Ce sentiment de responsabilité, envers les autres, peut également peser très lourd sur nos épaules. Et se sentant responsable de tout, nous nous mettons une pression énorme et surhumaine.

Nous sommes responsables que de nous-même

À part celles qui ont de très jeunes enfants, il est impératif de comprendre que nous ne sommes pas responsables des autres.

Chacun est responsable de ses choix, de son attitude et des expériences qu’il vit. En nous dégageant de tout ce fardeau, il devient un peu plus facile de nous aimer et de nous prioriser.

En prenant la responsabilité de notre propre bonheur, nous remettons aux autres la leur. Du même coup, nous enseignons à nos enfants à se responsabiliser et à devenir les créateurs de leur vie.

En posant des actions quotidiennes concrètes, pour prendre soin de nous et nous aimer un peu plus à chaque jour, nous en venons à développer de nouvelles habitudes.

Et ces nouvelles habitudes, qui nous font de plus en plus de bien, s’installent de façon permanente dans nos vies.

C’est à ce moment-là, que nous commençons à nous épanouir et à profiter pleinement de la vie.

Comment y arriver?

Apprendre à s’aimer et à se prioriser commence par remettre à nos grands-mères ce qui leur appartient.

C’est-à-dire, de prendre conscience de ce que l’on porte de nos lignées de femmes et de décider consciemment d’y mettre un terme.

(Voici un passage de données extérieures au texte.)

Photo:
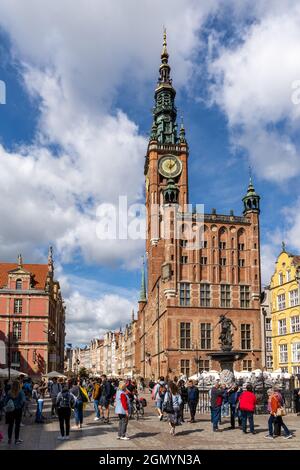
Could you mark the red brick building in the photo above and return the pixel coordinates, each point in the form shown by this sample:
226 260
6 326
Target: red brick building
190 286
32 317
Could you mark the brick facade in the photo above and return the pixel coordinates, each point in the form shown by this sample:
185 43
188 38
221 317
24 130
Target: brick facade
189 286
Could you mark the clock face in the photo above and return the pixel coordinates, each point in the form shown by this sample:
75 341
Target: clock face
170 166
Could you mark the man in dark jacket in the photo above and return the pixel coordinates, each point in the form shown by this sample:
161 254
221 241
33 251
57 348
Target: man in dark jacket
192 399
216 398
182 390
105 397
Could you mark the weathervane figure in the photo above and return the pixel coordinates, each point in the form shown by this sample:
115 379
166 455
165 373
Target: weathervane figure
226 334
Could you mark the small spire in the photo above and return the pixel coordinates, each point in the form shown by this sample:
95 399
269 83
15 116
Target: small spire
143 297
164 51
251 199
50 259
182 131
164 70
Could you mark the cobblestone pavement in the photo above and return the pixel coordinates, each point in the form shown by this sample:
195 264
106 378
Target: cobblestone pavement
150 433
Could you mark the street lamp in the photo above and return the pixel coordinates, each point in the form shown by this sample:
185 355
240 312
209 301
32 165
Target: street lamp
264 312
196 358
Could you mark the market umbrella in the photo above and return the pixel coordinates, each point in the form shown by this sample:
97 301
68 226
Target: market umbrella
53 374
13 373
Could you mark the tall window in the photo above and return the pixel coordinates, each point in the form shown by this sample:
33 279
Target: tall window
268 324
283 354
294 297
205 335
281 301
245 336
225 295
17 330
185 367
295 352
16 358
269 343
282 327
269 362
204 295
295 324
245 296
204 365
184 293
185 336
18 306
247 365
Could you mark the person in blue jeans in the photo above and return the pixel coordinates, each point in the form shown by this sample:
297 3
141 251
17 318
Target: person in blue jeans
275 404
216 398
78 408
247 403
96 398
37 396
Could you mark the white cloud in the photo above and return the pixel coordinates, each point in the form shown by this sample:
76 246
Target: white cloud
253 85
89 318
77 61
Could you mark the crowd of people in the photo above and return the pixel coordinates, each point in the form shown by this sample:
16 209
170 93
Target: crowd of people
171 399
69 396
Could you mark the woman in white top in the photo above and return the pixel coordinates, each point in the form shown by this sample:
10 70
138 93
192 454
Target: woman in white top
172 402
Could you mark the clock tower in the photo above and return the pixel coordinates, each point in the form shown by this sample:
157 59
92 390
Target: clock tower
166 170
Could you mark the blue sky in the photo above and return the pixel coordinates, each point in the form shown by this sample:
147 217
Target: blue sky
73 133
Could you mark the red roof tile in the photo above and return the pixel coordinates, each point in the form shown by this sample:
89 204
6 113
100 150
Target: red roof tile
39 271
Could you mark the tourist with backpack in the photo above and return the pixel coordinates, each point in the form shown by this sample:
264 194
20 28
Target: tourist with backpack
171 405
81 396
105 397
54 390
158 395
65 401
247 403
277 411
122 409
233 399
37 396
216 398
192 398
96 398
182 390
13 407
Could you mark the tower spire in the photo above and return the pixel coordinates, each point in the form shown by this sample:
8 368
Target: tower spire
143 297
50 260
164 127
20 260
251 199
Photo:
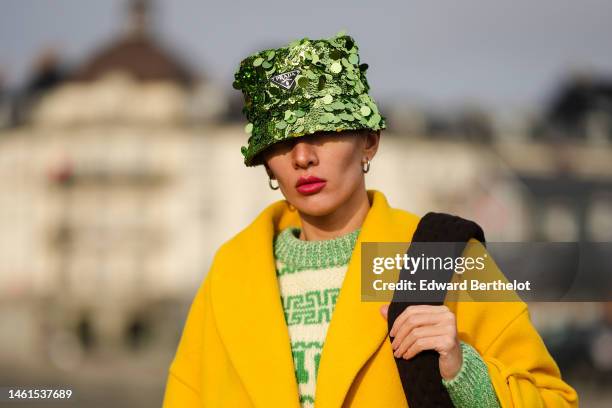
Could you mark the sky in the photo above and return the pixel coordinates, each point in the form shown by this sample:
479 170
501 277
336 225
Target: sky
499 54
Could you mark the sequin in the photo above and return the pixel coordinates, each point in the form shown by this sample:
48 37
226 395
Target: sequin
330 93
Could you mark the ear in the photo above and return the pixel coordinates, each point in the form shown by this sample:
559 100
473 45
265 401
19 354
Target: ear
372 140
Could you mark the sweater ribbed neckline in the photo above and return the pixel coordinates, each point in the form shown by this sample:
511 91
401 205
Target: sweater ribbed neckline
320 254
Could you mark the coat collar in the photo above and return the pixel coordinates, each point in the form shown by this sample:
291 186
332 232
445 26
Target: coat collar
248 311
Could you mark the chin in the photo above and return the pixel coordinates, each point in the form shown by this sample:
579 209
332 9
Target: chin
317 204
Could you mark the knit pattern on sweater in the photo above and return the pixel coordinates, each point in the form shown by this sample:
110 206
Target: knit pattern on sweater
310 275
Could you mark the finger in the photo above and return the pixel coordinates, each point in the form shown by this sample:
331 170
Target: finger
415 310
413 322
384 310
438 343
419 333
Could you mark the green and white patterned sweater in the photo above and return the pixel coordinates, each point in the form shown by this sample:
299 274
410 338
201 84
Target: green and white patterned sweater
310 275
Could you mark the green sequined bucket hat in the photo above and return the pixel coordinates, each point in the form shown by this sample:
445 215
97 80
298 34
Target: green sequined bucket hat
306 87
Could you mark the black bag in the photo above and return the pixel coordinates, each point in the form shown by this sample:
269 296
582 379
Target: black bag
420 375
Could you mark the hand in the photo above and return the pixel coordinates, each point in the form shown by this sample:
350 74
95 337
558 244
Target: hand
426 327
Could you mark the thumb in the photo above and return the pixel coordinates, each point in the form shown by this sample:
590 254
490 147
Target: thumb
384 310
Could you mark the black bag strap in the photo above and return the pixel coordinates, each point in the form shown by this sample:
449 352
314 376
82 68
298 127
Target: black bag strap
420 375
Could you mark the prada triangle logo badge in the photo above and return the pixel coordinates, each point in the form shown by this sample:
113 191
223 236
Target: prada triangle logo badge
285 80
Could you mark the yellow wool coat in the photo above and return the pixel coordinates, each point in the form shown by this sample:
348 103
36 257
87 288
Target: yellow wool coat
235 348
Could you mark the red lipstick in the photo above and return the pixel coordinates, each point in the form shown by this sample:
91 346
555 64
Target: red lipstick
310 185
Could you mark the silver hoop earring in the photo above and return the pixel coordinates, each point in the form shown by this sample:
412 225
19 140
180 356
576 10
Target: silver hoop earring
270 184
366 168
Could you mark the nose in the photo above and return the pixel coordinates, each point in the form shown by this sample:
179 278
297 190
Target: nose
304 154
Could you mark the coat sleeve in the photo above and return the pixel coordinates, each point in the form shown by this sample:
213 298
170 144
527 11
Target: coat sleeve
522 371
184 374
201 373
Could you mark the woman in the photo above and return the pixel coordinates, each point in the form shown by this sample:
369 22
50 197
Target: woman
278 320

Si nous avons, dans notre arbre généalogique, des générations de familles nombreuses ou encore de familles immigrantes, cherchons à savoir quel genre de vie, nos arrière-grands-mères ont eues.

En décidant de transformer les croyances, les attentes et les exigences qui nous empêchent de nous choisir, nous allons franchir le premier pas vers l’amour de soi.

Ensuite, en nous responsabilisant au quotidien et en commençant à faire des choix qui nous font du bien, nous franchirons le deuxième pas.

La transformation est graduelle. C’est un processus qui demande beaucoup de patience, de détermination et d’amour envers soi-même.

Apprendre à remplir sa coupe en premier

Lorsque nous sommes reposées, énergisées et détendue, tout notre entourage en bénéficie. Lorsque nous sommes anxieuses, stressées et épuisées, tout notre entourage en écope.

Nous sommes d’aucune aide, si notre propre coupe est toujours vide. En contrepartie, si elle est toujours pleine, c’est le surplus qui déborde que nous offrirons aux autres.

Apprendre à se servir en premier n’est pas un signe d’égoïsme, bien au contraire. En nous priorisant dans le quotidien, nous apprenons aux autres à faire de même.

Ainsi, tout le monde se responsabilise envers son propre bonheur et a beaucoup plus à offrir aux autres. Car ils savent désormais qu’il est primordial de se prioriser et de s’aimer, pour pouvoir aimer véritablement les autres.

Quelle action allez-vous prendre aujourd’hui, pour vous prioriser et vous aimer un peu plus?